En la primera lectura se nos narra cómo Felipe va a Samaría para anunciar a Jesucristo. La multitud lo escuchó, y unánimemente acogieron su Palabra, la buena noticia de la Salvación…, y todos se llenaron de alegría. Vemos cómo, desde los orígenes de la Iglesia, se cumplen las palabras del Papa Francisco en su primera Exhortación Apostólica: “La alegría del Evangelio, dice, llena el corazón y la vida entera de los que se encuentran con Jesús”. La alegría del corazón. El encuentro con Jesús es fundamental para nuestras vidas. Las cambia, las hace nuevas, distintas. Encontrar a Jesús quiere decir hallar a la persona de nuestras vidas, descubrir, intuir al menos, que es lo que nos falta. Es una experiencia humana semejante  a la de quien “encuentra” al hombre o mujer de su vida. Una experiencia renovadora, fascinante, que seduce y encandila y supone un punto de partida, un nuevo inicio en la propia vida. Todo parece quedar bañado y transformarse bajo una luz nueva, esa luz beatísima del Espíritu de Jesús “que llena lo más íntimo del corazón de los fieles”. Sin esta experiencia, la obra de la salvación queda como inacabada, sin rematar. “Bajaron hasta allí y oraron por ellos, para que recibieran el Espíritu Santo; pues aún no había bajado sobre ninguno; estaban solo bautizados en el nombre del Señor Jesús. Entonces les imponían las manos y recibían el Espíritu Santo”. El Espíritu Santo lleva a plenitud la obra de Jesucristo.

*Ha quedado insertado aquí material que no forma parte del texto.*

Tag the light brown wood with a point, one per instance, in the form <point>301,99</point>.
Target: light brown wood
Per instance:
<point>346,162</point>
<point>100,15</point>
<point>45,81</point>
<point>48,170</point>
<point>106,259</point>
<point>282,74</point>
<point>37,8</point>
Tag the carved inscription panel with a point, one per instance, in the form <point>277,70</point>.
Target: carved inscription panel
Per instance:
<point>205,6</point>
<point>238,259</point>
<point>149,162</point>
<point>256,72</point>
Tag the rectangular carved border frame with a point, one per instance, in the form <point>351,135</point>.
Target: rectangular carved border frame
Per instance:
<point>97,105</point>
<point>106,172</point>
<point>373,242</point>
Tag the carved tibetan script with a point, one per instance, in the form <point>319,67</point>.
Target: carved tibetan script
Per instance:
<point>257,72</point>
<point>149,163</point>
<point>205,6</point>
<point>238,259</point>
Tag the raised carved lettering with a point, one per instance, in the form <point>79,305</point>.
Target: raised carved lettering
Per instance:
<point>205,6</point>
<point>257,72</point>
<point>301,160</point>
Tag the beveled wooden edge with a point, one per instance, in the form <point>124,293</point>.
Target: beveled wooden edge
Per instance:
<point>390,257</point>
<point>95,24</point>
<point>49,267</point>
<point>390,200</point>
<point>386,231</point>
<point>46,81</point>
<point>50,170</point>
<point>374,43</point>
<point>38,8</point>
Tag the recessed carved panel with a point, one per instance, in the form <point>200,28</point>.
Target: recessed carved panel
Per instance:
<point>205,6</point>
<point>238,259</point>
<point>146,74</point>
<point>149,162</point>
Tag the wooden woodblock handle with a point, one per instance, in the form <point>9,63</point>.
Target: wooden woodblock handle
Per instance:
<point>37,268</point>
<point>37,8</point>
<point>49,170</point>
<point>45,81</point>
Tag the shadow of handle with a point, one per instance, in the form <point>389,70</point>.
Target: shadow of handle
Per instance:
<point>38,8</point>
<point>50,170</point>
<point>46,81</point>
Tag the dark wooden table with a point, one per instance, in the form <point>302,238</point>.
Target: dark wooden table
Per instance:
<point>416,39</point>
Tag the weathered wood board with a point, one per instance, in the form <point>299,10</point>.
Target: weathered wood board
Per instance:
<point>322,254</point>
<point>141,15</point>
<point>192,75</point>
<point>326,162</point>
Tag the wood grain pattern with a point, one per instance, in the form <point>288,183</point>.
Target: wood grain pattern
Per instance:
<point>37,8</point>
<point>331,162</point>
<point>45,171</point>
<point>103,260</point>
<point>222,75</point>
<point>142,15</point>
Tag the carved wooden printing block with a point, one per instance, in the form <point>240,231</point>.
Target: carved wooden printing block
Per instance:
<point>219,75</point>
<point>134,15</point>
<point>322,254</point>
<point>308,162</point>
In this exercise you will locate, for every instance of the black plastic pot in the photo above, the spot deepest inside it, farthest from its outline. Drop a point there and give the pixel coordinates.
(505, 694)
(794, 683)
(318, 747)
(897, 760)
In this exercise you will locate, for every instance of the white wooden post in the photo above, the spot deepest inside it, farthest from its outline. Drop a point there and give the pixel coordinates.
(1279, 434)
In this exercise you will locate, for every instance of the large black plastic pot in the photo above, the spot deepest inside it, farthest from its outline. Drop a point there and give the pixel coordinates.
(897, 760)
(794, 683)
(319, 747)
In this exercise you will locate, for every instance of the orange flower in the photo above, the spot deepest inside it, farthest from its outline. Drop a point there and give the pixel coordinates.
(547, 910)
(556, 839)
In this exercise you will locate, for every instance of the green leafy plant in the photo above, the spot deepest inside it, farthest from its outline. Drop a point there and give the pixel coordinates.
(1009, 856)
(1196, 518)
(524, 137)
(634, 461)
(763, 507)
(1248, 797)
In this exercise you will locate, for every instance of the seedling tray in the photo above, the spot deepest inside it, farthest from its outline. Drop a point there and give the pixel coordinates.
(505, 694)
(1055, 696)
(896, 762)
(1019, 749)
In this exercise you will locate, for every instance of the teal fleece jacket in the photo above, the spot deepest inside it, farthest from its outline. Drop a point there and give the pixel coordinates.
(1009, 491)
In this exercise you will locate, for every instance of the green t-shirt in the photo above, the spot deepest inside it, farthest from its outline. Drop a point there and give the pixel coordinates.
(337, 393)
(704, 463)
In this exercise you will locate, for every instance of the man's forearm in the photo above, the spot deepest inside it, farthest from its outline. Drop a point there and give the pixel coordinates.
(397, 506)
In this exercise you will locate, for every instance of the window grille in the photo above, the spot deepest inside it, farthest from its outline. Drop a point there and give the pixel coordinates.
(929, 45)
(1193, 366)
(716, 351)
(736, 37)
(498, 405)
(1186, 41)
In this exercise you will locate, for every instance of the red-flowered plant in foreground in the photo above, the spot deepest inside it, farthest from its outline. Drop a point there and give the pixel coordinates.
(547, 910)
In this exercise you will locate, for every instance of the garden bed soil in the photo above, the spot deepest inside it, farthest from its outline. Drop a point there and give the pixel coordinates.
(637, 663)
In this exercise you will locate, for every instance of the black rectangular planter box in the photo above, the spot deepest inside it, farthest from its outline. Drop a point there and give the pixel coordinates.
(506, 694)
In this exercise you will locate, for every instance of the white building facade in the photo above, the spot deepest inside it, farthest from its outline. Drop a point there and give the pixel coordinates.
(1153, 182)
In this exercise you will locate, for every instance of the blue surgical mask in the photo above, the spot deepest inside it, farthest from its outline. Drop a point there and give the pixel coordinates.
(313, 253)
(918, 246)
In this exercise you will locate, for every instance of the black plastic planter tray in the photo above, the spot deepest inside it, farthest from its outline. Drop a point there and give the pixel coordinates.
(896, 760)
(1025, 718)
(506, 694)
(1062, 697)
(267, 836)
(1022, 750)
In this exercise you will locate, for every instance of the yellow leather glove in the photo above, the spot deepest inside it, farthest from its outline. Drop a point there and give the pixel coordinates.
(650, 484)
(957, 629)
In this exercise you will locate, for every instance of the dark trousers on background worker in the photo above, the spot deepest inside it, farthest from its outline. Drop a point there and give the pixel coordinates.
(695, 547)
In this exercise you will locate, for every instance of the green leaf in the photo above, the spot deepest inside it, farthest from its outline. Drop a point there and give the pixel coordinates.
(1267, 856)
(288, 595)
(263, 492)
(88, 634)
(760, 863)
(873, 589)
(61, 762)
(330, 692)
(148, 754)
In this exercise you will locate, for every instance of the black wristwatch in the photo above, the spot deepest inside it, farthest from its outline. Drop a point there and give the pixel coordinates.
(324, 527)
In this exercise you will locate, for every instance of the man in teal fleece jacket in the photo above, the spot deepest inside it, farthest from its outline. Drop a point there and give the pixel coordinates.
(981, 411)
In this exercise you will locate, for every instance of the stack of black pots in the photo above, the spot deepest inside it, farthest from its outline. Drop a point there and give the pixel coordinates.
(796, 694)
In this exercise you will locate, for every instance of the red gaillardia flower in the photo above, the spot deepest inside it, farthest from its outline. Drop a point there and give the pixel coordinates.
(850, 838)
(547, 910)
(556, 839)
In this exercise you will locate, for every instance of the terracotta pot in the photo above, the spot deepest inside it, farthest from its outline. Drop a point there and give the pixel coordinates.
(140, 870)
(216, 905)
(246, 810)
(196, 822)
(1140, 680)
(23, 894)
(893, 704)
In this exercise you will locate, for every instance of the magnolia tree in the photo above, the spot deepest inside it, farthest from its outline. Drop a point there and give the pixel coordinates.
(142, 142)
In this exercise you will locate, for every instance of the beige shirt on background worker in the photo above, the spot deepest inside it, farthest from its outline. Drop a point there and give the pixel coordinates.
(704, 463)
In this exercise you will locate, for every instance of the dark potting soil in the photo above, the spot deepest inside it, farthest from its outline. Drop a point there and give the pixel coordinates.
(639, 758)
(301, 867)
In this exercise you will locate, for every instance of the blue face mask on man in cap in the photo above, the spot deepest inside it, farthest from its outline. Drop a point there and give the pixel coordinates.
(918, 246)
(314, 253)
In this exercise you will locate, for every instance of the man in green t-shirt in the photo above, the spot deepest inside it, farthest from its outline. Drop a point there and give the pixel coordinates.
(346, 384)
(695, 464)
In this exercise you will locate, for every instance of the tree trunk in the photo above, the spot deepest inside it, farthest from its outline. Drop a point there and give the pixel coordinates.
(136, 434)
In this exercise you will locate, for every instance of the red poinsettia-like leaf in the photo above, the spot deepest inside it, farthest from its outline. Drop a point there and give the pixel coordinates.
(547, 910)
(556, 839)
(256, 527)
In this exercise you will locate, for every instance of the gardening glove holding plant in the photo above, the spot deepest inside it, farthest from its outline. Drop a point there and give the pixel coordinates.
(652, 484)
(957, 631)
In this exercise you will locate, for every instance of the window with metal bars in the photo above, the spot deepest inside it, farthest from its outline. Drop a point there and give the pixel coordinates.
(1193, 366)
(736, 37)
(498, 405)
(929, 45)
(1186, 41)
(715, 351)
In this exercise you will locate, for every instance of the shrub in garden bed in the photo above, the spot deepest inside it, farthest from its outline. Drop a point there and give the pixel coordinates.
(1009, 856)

El Apóstol Pedro nos recuerda en la segunda lectura que el anuncio de la Buena Nueva, que llena el corazón de esperanza, hemos de hacerlo “con delicadeza y respeto”, con buena conciencia y buena conducta. La predicación del Evangelio a todo el mundo, a todos los hombres como nos ordenó Jesús,se debe llevar a cabo con humildad, sin arrogancia ni prepotencia, con delicadeza y respeto. Como alguien que cumple un deber y entrega a los demás algo que no es suyo, el evangelio de Jesús. Y el anuncio de la Palabra debe ir acompañado,  hasta donde sea posible, de la serena actitud de quien no recibe el reproche de la propia conciencia, es decir, de quien se esfuerza por llevar una buena conducta en Cristo, tratando de seguir de cerca a su Señor, imitándolo en todo.

Pidamos al Espíritu Santo que nos haga verdaderos discípulos de Jesús, que lo amemos y guardemos sus mandamientos, para recibir su presencia perfeccionadora en nuestras almas, y saber dar alegre y eficaz testimonio de la esperanza que nos aguarda en el cielo. Amén.